Gold Star mom flies with veterans
For more than two years a Gold Star mom has waited for her seat as a guardian on an Honor Flight Nevada plane.
Gardnerville resident Sally Wiley assisted Korean War veteran Jack Lawyer and 25 other veterans to the memorials dedicated to their service in Washington D.C. Sept. 29-Oct. 1.
“Part of the reason why I’ve wanted to be a guardian for so long is because since my son was killed I couldn’t take care of him anymore,” the 70-year-old said. “I thought if I could be close to the military, and honor the military, I would be close to him. Maybe that’s selfish, but a friend once told me that if bad things happen in your life, you either become bitter or better, and I feel being close to veterans is making me better.”

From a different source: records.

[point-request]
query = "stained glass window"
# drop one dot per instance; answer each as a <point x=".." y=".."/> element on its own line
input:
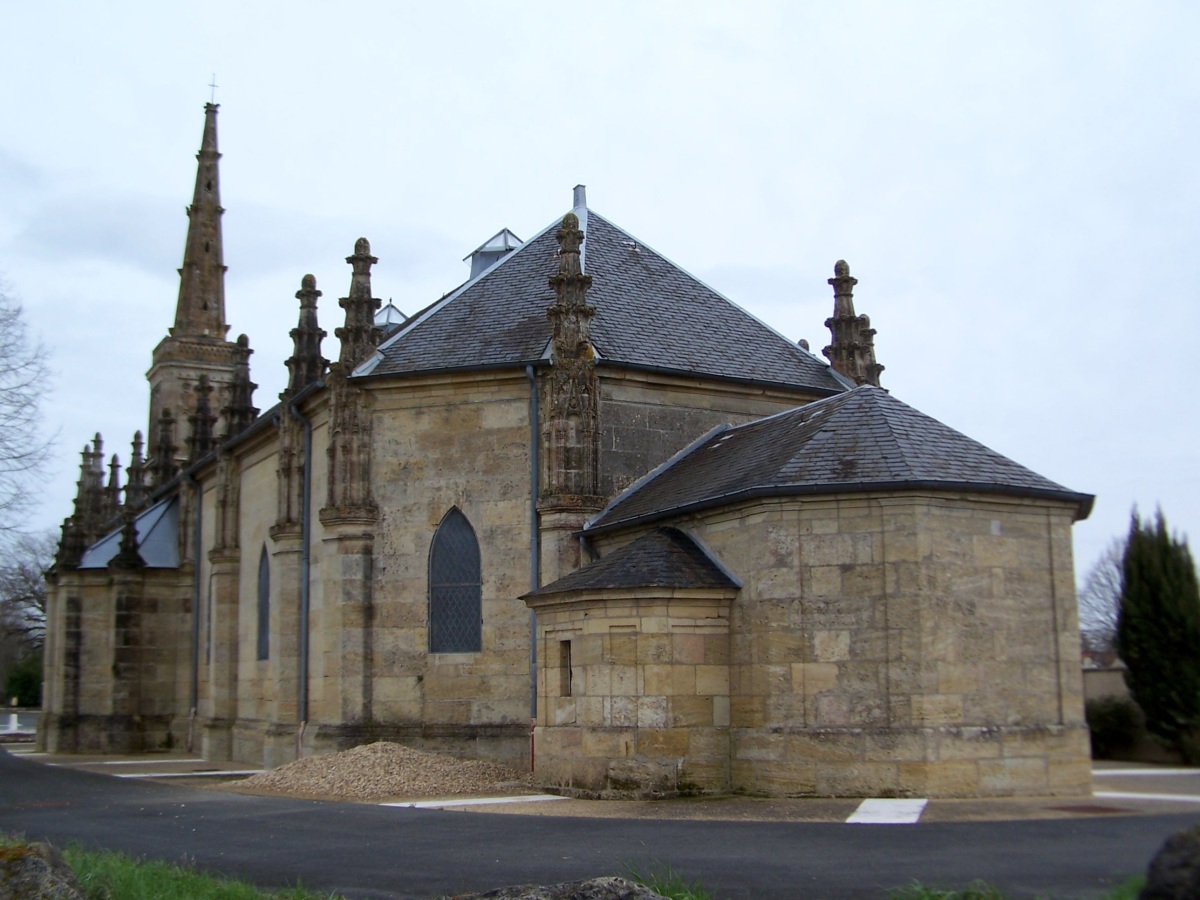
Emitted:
<point x="455" y="587"/>
<point x="264" y="606"/>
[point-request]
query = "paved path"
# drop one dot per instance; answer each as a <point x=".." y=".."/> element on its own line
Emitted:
<point x="369" y="851"/>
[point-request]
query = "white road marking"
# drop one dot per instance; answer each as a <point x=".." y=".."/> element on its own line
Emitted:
<point x="132" y="762"/>
<point x="888" y="811"/>
<point x="190" y="774"/>
<point x="477" y="802"/>
<point x="1123" y="796"/>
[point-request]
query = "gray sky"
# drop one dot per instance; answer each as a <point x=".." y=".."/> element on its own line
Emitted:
<point x="1014" y="184"/>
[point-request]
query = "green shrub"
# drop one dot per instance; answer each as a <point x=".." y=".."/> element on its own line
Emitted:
<point x="1115" y="724"/>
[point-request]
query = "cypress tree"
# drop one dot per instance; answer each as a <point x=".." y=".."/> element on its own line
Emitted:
<point x="1158" y="634"/>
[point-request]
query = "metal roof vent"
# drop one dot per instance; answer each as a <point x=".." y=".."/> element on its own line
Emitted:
<point x="492" y="251"/>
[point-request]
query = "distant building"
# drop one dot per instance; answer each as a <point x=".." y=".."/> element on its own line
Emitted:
<point x="581" y="489"/>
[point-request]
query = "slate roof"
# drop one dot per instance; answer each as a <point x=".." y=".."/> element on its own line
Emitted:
<point x="664" y="558"/>
<point x="863" y="439"/>
<point x="649" y="313"/>
<point x="157" y="529"/>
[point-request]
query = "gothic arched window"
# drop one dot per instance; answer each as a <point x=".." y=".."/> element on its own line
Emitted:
<point x="264" y="606"/>
<point x="455" y="587"/>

Since the loss of her son, Army Sgt. Sean Darrell Diamond in 2009, Wiley has dedicated her life to being a voice to veterans and feels Honor Flights are another way to honor those for their service.
Honor Flight takes veterans on two-day trips to the nation’s capital as a way of saying thank you.

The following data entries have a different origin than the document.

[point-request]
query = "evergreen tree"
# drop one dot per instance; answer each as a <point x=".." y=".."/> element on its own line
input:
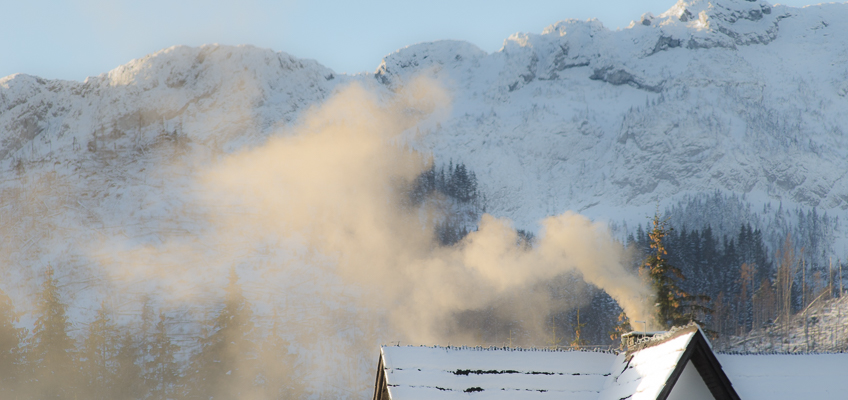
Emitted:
<point x="128" y="380"/>
<point x="11" y="353"/>
<point x="674" y="306"/>
<point x="96" y="356"/>
<point x="54" y="375"/>
<point x="162" y="370"/>
<point x="279" y="368"/>
<point x="223" y="367"/>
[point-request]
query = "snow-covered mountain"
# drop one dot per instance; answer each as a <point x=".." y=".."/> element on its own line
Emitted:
<point x="735" y="97"/>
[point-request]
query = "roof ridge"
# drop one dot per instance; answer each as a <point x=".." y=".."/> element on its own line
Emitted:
<point x="599" y="349"/>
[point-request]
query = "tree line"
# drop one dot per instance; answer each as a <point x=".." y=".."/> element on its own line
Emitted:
<point x="140" y="361"/>
<point x="743" y="285"/>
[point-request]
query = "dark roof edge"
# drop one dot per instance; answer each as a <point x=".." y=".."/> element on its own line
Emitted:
<point x="381" y="388"/>
<point x="700" y="353"/>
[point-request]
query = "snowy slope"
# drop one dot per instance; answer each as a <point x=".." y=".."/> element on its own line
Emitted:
<point x="740" y="97"/>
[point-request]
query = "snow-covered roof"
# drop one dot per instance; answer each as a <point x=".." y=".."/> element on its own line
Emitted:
<point x="489" y="373"/>
<point x="649" y="370"/>
<point x="677" y="364"/>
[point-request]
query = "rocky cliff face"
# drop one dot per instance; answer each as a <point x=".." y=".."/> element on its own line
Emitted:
<point x="731" y="96"/>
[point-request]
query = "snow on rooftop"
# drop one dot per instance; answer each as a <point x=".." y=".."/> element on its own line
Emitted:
<point x="643" y="373"/>
<point x="448" y="372"/>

“All of the veterans were so sweet, and didn’t want to be a bother,” Wiley said. “Every time one of us guardians would clear their breakfast dishes or something they would say ‘Oh, you don’t have to do that.’ We always replied the same way, ‘It is our pleasure and we are here to take care of you all.’ Jack was so appreciative for being looked after and the way everyone treated them (veterans) with such respect. Every once and awhile he’d put his arm around me and say ‘you’re taking good care of me.’”
Although for the first time in 11 Honor Flights it rained, the veterans and guardians were not deterred in seeing the monuments and getting a VIP tour of Washington D.C.

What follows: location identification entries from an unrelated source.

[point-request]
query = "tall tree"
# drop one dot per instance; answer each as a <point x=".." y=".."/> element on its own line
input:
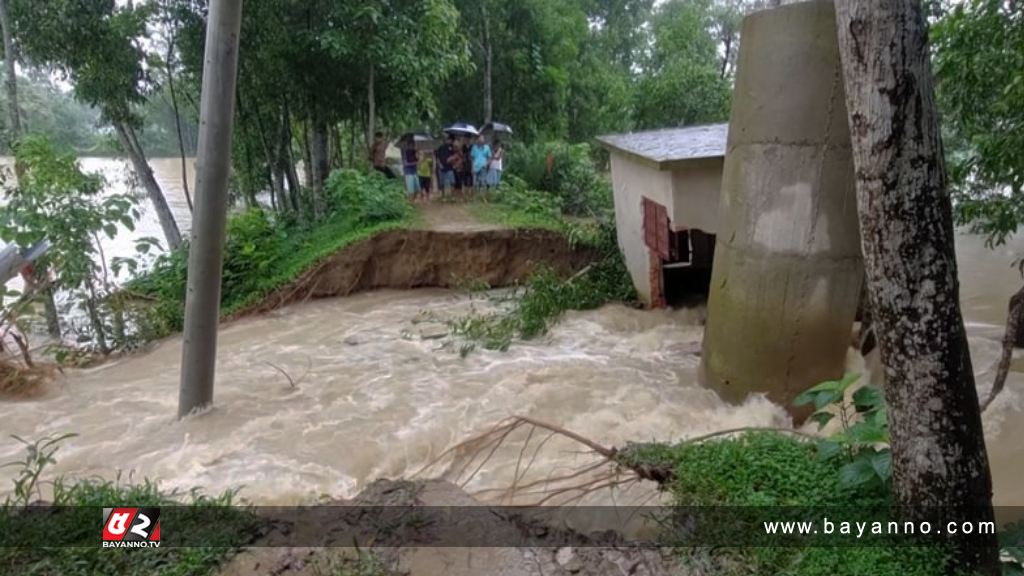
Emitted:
<point x="683" y="83"/>
<point x="13" y="114"/>
<point x="96" y="46"/>
<point x="939" y="457"/>
<point x="14" y="133"/>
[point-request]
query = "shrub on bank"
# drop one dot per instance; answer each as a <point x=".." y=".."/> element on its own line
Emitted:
<point x="64" y="540"/>
<point x="367" y="198"/>
<point x="772" y="471"/>
<point x="564" y="170"/>
<point x="263" y="252"/>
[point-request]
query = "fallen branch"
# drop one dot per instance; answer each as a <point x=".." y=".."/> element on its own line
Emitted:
<point x="1009" y="339"/>
<point x="611" y="468"/>
<point x="294" y="383"/>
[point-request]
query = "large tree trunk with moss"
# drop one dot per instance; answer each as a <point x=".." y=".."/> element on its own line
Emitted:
<point x="144" y="174"/>
<point x="13" y="133"/>
<point x="371" y="108"/>
<point x="14" y="128"/>
<point x="320" y="163"/>
<point x="939" y="457"/>
<point x="287" y="160"/>
<point x="488" y="100"/>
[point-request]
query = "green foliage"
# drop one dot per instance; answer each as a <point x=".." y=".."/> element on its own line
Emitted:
<point x="39" y="455"/>
<point x="48" y="111"/>
<point x="56" y="201"/>
<point x="686" y="84"/>
<point x="581" y="190"/>
<point x="772" y="469"/>
<point x="531" y="310"/>
<point x="515" y="205"/>
<point x="263" y="253"/>
<point x="93" y="45"/>
<point x="862" y="444"/>
<point x="368" y="199"/>
<point x="979" y="67"/>
<point x="216" y="523"/>
<point x="363" y="564"/>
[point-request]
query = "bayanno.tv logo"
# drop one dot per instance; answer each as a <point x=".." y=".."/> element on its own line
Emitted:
<point x="131" y="528"/>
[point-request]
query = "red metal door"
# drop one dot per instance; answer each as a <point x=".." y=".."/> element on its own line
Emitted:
<point x="655" y="228"/>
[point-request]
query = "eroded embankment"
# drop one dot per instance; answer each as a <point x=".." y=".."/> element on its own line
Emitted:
<point x="422" y="258"/>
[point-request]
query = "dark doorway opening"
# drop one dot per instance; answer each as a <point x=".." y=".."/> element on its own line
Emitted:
<point x="686" y="278"/>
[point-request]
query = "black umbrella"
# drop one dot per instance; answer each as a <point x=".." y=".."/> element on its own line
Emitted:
<point x="463" y="128"/>
<point x="419" y="140"/>
<point x="497" y="128"/>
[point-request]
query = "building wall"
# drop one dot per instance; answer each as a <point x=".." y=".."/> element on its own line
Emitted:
<point x="696" y="192"/>
<point x="631" y="181"/>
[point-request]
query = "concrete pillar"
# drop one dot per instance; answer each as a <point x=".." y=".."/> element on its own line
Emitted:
<point x="787" y="266"/>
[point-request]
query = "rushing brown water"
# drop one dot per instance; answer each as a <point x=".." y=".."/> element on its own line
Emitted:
<point x="373" y="399"/>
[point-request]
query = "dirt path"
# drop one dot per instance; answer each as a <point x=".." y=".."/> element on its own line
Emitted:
<point x="452" y="217"/>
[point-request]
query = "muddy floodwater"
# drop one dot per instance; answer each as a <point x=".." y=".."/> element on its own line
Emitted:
<point x="367" y="397"/>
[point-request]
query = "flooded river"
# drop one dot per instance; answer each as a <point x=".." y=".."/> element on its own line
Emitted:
<point x="372" y="399"/>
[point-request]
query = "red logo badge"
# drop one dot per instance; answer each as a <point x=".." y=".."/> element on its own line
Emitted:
<point x="131" y="528"/>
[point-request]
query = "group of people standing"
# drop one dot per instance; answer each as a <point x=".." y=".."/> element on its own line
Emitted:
<point x="462" y="166"/>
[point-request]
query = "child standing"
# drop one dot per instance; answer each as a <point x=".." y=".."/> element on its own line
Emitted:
<point x="410" y="159"/>
<point x="425" y="169"/>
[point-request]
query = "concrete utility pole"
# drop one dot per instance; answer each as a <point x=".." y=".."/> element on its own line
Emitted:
<point x="787" y="268"/>
<point x="206" y="252"/>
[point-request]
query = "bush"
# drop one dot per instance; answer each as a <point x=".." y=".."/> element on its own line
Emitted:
<point x="546" y="295"/>
<point x="515" y="194"/>
<point x="249" y="253"/>
<point x="572" y="175"/>
<point x="368" y="198"/>
<point x="778" y="472"/>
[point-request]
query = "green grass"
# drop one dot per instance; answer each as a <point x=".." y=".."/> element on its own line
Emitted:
<point x="772" y="469"/>
<point x="304" y="250"/>
<point x="512" y="216"/>
<point x="535" y="306"/>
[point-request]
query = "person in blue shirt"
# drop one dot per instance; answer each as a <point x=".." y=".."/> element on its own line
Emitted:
<point x="480" y="154"/>
<point x="410" y="161"/>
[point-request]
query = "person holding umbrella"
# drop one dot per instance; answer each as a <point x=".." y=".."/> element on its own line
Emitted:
<point x="497" y="165"/>
<point x="481" y="155"/>
<point x="410" y="161"/>
<point x="445" y="170"/>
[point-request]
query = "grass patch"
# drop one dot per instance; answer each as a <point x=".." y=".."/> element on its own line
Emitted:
<point x="62" y="539"/>
<point x="772" y="469"/>
<point x="264" y="252"/>
<point x="531" y="309"/>
<point x="214" y="522"/>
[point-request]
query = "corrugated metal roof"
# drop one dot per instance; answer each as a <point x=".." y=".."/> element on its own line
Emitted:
<point x="672" y="145"/>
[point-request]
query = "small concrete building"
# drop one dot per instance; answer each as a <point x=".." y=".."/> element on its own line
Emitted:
<point x="667" y="191"/>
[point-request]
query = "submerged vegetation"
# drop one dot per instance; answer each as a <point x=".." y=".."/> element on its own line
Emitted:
<point x="206" y="529"/>
<point x="264" y="251"/>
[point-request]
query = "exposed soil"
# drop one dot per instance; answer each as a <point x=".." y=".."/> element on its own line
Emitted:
<point x="552" y="550"/>
<point x="457" y="253"/>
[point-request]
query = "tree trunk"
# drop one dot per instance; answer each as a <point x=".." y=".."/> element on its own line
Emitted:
<point x="353" y="139"/>
<point x="488" y="103"/>
<point x="320" y="163"/>
<point x="9" y="58"/>
<point x="127" y="137"/>
<point x="939" y="457"/>
<point x="14" y="132"/>
<point x="50" y="313"/>
<point x="177" y="123"/>
<point x="287" y="160"/>
<point x="307" y="172"/>
<point x="372" y="109"/>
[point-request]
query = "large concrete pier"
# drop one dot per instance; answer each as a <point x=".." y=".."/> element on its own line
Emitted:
<point x="787" y="266"/>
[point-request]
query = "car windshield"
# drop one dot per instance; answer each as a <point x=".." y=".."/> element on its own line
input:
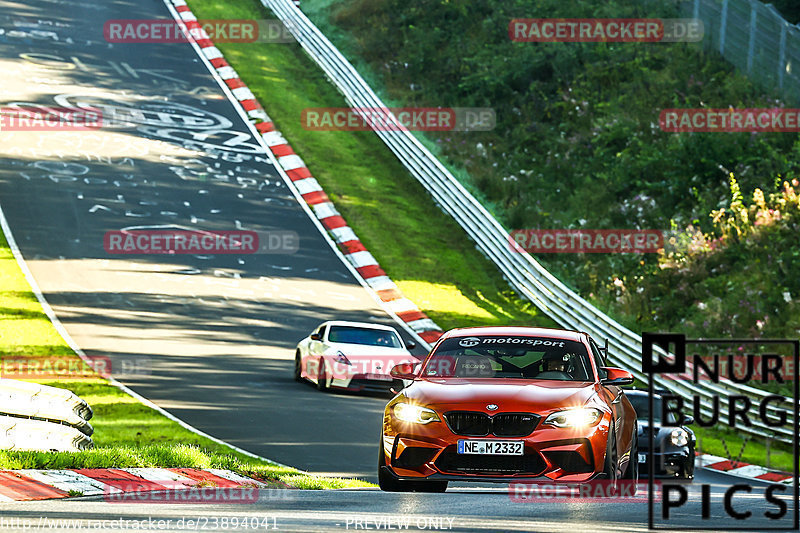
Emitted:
<point x="366" y="336"/>
<point x="504" y="357"/>
<point x="641" y="404"/>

One of the most memorable moments of the trip for Wiley was participating in a sacred event at the Tomb of the Unknown Soldier.
“Honor Flight kept so many surprises from us and the greatest one was at Arlington Cemetery. They had a wreath to lay at the tomb. Myself and the two oldest veterans walked with the Marine and turned when he turned and the men stood up from their wheelchairs and hung the wreath on the memorial. It was such a special moment. Everyone stood solemnly watching in respect.”
While rain made it difficult for many of the veterans to spend time at the memorials, Wiley said the connection between all of the veterans and their guardians kept the trip’s spirit alive.
Sitting at the American Legion Hall for a meatloaf dinner, the overall feel of the trip surfaced for Wiley.
“Eating at the big long tables allowed for the camaraderie to be so much better than any other day,” she said. “Everyone was laughing and joking and talking. I had heard about Honor Flights each being like a family, but much like any other thing you hear about, you don’t know how you’re going to react until you’re actually living it. The relationship between the guardians and the veterans was just wonderful.”
Wiley credited the ability for the veterans and guardians to connect to the hard work of the Honor Flight Staff.
Staff which included a nurse, thought of everything, even down to the ponchos that were handed out to fend off the rain Wiley said.
“I had never thought about the amount of coordination it takes to put on one of these trips, until I was on one. The love and consideration and respect the staff shows to these veterans is just heart warming. The professionalism and dedication of these people is incredible.”
Every Honor Flight has been welcomed home with a gathering of supporters at the airport, which Wiley has been apart of before.
Welcoming veterans home was old news to Wiley, but being a part of a homecoming on Oct. 1 was a whole new experience.
“As we were coming down the stairs you could hear people yelling and hollering,” she said. “It was fun to watch the veterans because they were speechless and didn’t know about the welcome they were going to get. The warmness of it all is just hard to explain.”
Wiley said as long as she can she will continue to encourage veterans to apply for Honor Flights as well as get back on a plane as a guardian.
“If you were to get a thesaurus and look for different words for thoughtfulness and grateful and dedication, to describe the trip, you wouldn’t even come close to being able to describe it. I would do this again in a heart beat. Like anything rare you want to take care of it and these veterans are no different. Whatever I can do to make the end of their life better like the Honor Flight, I am going to do it.”